(KNSI) — The recent failures of at least three banks may fan public fears about what will happen to our money locally, but Falcon National Bank Chief Executive Officer John Herges explains to KNSI that failed lenders like Silicon Valley Bank significantly differ from community financial institutions here.
“Let’s take Falcon National Bank, for example. When we take in deposits we turn around and make it into loans. We don’t go out and buy bonds and securities. We buy some, but not to the extent that they were.”
The SVB failure Friday was the largest since the 2008 financial crisis.
Herges says tech companies were so flush with cash when money was easy to come by, and interest rates were held at zero percent; Silicon Valley Bank couldn’t find enough loans to make with all the deposits they had on hand.
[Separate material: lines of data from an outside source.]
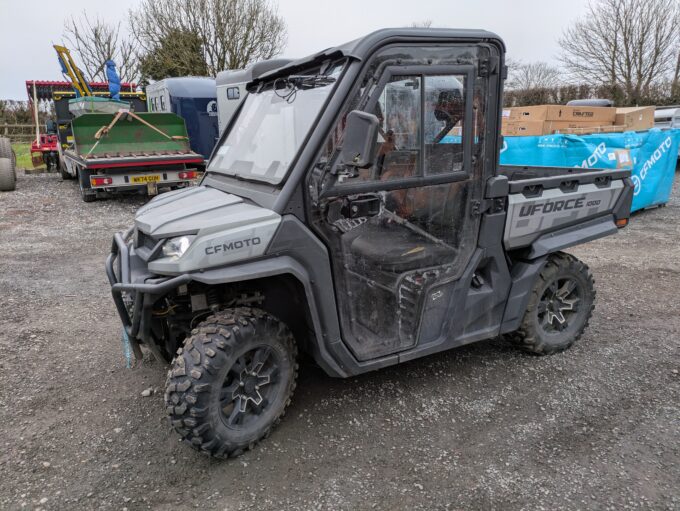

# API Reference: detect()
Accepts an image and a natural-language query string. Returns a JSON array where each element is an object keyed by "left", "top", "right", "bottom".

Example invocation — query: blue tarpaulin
[{"left": 501, "top": 129, "right": 680, "bottom": 211}]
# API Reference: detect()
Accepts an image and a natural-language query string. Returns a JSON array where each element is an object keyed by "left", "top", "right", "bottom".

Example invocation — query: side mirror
[{"left": 341, "top": 110, "right": 380, "bottom": 169}]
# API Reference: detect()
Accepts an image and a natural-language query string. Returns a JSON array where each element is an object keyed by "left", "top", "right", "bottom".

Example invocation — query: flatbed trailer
[{"left": 63, "top": 112, "right": 203, "bottom": 202}]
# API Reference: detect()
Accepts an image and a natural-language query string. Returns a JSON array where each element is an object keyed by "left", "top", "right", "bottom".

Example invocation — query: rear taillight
[
  {"left": 90, "top": 176, "right": 113, "bottom": 186},
  {"left": 179, "top": 170, "right": 196, "bottom": 179}
]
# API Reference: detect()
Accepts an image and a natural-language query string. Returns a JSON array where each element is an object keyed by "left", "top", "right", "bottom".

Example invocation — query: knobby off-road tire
[
  {"left": 506, "top": 252, "right": 595, "bottom": 355},
  {"left": 165, "top": 308, "right": 298, "bottom": 458},
  {"left": 0, "top": 158, "right": 17, "bottom": 192}
]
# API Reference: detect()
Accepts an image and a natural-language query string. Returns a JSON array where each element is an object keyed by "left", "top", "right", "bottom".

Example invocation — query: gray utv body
[{"left": 107, "top": 29, "right": 633, "bottom": 377}]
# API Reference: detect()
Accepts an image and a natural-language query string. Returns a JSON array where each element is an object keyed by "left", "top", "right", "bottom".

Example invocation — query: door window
[{"left": 310, "top": 49, "right": 482, "bottom": 360}]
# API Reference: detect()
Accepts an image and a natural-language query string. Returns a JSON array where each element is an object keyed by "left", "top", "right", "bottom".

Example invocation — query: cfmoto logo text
[
  {"left": 577, "top": 142, "right": 607, "bottom": 169},
  {"left": 631, "top": 137, "right": 673, "bottom": 195},
  {"left": 205, "top": 236, "right": 262, "bottom": 255}
]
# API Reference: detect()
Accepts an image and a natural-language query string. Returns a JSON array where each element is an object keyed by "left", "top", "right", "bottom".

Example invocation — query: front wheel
[
  {"left": 165, "top": 308, "right": 298, "bottom": 458},
  {"left": 508, "top": 252, "right": 595, "bottom": 355}
]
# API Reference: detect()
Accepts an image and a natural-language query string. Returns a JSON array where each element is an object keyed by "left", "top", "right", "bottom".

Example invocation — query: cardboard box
[
  {"left": 559, "top": 123, "right": 627, "bottom": 135},
  {"left": 504, "top": 105, "right": 616, "bottom": 125},
  {"left": 501, "top": 120, "right": 611, "bottom": 137},
  {"left": 614, "top": 106, "right": 655, "bottom": 131},
  {"left": 501, "top": 121, "right": 544, "bottom": 137}
]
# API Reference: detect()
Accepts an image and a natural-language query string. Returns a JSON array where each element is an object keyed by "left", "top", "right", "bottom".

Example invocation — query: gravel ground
[{"left": 0, "top": 173, "right": 680, "bottom": 510}]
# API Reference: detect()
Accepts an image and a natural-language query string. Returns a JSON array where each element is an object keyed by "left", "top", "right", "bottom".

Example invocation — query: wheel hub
[
  {"left": 538, "top": 279, "right": 579, "bottom": 330},
  {"left": 220, "top": 347, "right": 278, "bottom": 426}
]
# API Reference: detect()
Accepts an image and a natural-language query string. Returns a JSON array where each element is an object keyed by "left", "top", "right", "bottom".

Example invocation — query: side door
[{"left": 310, "top": 47, "right": 485, "bottom": 361}]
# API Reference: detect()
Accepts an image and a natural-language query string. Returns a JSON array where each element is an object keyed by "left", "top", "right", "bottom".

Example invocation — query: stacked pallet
[{"left": 501, "top": 105, "right": 654, "bottom": 137}]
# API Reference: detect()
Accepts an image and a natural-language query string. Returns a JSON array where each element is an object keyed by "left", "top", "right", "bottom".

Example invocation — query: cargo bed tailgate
[{"left": 503, "top": 169, "right": 633, "bottom": 255}]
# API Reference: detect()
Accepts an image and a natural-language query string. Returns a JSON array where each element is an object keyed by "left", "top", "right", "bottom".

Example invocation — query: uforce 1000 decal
[{"left": 504, "top": 181, "right": 623, "bottom": 250}]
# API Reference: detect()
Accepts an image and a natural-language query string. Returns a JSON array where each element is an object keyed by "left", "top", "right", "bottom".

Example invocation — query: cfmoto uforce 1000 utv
[{"left": 107, "top": 29, "right": 632, "bottom": 457}]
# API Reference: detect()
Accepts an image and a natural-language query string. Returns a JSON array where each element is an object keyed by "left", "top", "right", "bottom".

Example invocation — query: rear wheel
[
  {"left": 508, "top": 252, "right": 595, "bottom": 355},
  {"left": 0, "top": 158, "right": 17, "bottom": 192},
  {"left": 165, "top": 308, "right": 297, "bottom": 458}
]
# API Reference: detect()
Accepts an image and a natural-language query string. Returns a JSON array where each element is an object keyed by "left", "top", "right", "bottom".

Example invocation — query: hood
[{"left": 135, "top": 186, "right": 280, "bottom": 239}]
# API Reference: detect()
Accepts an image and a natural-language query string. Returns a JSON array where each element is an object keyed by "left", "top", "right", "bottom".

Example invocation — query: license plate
[{"left": 130, "top": 174, "right": 161, "bottom": 183}]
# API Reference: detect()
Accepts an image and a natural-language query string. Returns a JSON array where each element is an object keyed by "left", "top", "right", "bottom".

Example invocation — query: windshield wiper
[
  {"left": 274, "top": 75, "right": 335, "bottom": 103},
  {"left": 288, "top": 75, "right": 335, "bottom": 89}
]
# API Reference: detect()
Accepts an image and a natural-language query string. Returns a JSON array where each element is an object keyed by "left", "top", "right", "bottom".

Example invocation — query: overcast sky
[{"left": 0, "top": 0, "right": 587, "bottom": 100}]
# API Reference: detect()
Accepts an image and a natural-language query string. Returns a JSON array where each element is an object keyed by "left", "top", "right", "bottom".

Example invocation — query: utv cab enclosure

They could either sit with that extra cash earning nothing, diversify to other industries, or buy long-term government treasury bonds. Once rates normalized, bond values fell, and the tech companies needed to tap into their cash reserves held at SVB. The combination led to a run on the bank.
Herges says the lender was too reliant on technology companies and speculative venture capital firms.
“That’s why you look at concentration levels all the time. Yes, they could have avoided that [failing]. They could have spread their deposits out, not just making it in one industry or what have you.”
The SVB collapse was followed by the seizure of crypto banks Signature and Silvergate, which federal regulators took over on Sunday.